Foto: Fernanda Orsomarzo

Gratidão

A todos os que passaram pelo nosso caminho,

Nesse um mês de andanças, em que voamos livres feito passarinho

Gratidão

Àqueles que nos ensinaram sobre luta, doçura e resiliência

Fazendo com que nosso sonho se transformasse numa rica experiência

Gratidão

Ao querido Joelmir: pela amizade, poesia e canção  

Por nos ceder seus olhos para que enxergássemos o seu SerTão

 

O SerTão de gente que luta sem perder a esperança 

Que dias melhores virão 

O SerTão da resistência,

O SerTão da oração

Ao padrinho Cícero, padroeiro da região

O SerTão de disputa pela terra e que tem imenso orgulho da vitória do Caldeirão 

E que ainda hoje sobrevive, pelas mãos da nova geração

Foto: Joelmir Pinho

O SerTão em que o respeito à natureza faz parte do plantar

O SerTão em que se dança o coco, o reisado, que celebra a cultura popular

O SerTão de quilombolas, indígenas, ciganos e de muita tradição 

O SerTão de Chapada, de poesia, cultura e união 

O SerTãofreiriano da libertação 

 

E um SerTão também de muita sororidade

Onde bravas mulheres nos mostraram a importância 

Da vida em comunidade

Das políticas públicas como meio de se garantir dignidade 

Que o acesso à água pode ser, sim, realidade 

Agora vamos já nos despedindo

Mas deixando aqui nosso recado

Se quiser evoluir, crescer, aprender

Não será nas páginas dos doutores que vai encontrar conhecimento

O contato com o próximo é que deve ser seu alimento

E quando você for conhecer o SerTão, por favor, não se esqueça 

São muitas as veredas e para desbravar todas elas é preciso abrir os olhos, o coração e a cabeça

Fernanda Orsomarzo é juíza de direito no Paraná. Vegetariana há 10 anos. Tem por ideal viver a magistratura fora do gabinete, na busca por uma cultura de alteridade, respeito às minorias e livre da exploração de animais humanos e não-humanos. É pós-graduada em direito penal, pós-graduada em filosofia e direitos humanos pela PUC-PR, mestranda em políticas públicas e direitos humanos pela PUC-PR e integra o conselho da AJD (Associação Juízes para a Democracia).
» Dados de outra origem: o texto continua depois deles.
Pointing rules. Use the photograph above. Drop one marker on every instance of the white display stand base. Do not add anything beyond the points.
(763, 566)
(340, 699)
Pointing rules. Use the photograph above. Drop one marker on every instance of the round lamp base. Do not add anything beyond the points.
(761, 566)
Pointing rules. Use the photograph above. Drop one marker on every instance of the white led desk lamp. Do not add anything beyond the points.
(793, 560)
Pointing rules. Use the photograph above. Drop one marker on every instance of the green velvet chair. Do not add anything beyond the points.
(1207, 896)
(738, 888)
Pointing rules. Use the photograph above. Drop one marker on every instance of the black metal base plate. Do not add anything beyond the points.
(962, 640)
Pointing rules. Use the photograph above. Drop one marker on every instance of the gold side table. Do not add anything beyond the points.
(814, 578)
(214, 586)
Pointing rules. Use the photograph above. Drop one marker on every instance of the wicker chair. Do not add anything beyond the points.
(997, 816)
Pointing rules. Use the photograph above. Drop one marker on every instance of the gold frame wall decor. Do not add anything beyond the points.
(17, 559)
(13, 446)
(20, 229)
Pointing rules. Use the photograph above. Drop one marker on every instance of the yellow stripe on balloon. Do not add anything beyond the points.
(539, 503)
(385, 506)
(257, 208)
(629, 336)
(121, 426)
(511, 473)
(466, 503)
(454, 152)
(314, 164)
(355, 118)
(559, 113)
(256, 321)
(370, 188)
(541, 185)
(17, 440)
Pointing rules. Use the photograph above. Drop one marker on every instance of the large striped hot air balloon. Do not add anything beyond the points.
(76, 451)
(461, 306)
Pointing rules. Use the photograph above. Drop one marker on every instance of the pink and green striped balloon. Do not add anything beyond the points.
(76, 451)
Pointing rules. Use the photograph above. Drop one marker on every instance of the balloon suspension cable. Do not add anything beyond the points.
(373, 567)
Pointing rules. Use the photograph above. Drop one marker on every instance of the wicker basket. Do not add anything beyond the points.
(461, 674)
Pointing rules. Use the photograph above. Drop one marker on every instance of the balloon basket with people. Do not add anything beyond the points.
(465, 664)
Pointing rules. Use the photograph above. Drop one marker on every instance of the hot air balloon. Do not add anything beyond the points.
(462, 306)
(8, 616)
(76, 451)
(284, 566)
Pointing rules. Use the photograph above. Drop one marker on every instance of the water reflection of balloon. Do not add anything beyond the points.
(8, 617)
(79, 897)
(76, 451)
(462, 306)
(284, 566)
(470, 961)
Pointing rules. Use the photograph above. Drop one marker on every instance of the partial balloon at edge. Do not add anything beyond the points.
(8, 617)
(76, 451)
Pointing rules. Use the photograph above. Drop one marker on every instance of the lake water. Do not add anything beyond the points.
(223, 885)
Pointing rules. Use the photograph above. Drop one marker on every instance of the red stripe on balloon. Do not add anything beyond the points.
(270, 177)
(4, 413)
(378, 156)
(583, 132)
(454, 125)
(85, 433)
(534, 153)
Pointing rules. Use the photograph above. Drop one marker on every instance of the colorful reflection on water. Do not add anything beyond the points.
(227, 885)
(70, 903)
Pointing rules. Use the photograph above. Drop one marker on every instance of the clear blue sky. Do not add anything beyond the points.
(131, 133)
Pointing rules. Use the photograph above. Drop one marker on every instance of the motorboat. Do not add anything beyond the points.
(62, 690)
Gabriela Lenz de Lacerda foi Juíza do Trabalho do TRT da 15ª Região e atualmente é Juíza do Trabalho da 4ª Região. Apaixonada por livros, música e poesia, acredita realmente que pequenas iniciativas podem tornar o mundo um lugar melhor. Integra o conselho da AJD (Associação Juízes para a Democracia), a comissão de Direitos Humanos da ANAMATRA (Associação Nacional dos Magistrados do Trabalho) e é diretora de divulgação da AMATRA 4 (Associação dos Magistrados da 4ª Região).


Esse ano escolhemos uma programação de férias um pouquinho diferente. Decidimos que passaríamos um mês em um mochilão pelo sertão do nordeste do Brasil, percorrendo diversas cidades do Ceará, Pernambuco e Bahia, para conhecer movimentos e projetos sociais por aquelas bandas. Foram quase 4 mil quilômetros de muito aprendizado. Esse texto é uma singela homenagem ao que o sertão tem de melhor: as pessoas que lá vivem. Na tentativa de encontrar palavras para agradecer a acolhida, acabaram surgindo esses versos amadores. 

Participam da coluna semanal Sororidade em Pauta, em conjunto com as magistradas Ana Carolina Bartolamei, Ana Cristina Borba Alves, Cláudia Maria Dadico, Célia Regina Ody Bernardes, Fernanda Menna Pinto Peres, Daniela Valle da Rocha Müller, Elinay Melo, Janine Soares de Matos Ferraz, Juliana Castello Branco, Laura Rodrigues Benda, Lúcia Rodrigues de Matos, Lygia Godoy, Naiara Brancher, Nubia Guedes, Patrícia Maeda, Renata Nóbrega, Roselene Aparecida Taveira, Simone Nacif e Uda Schwartz.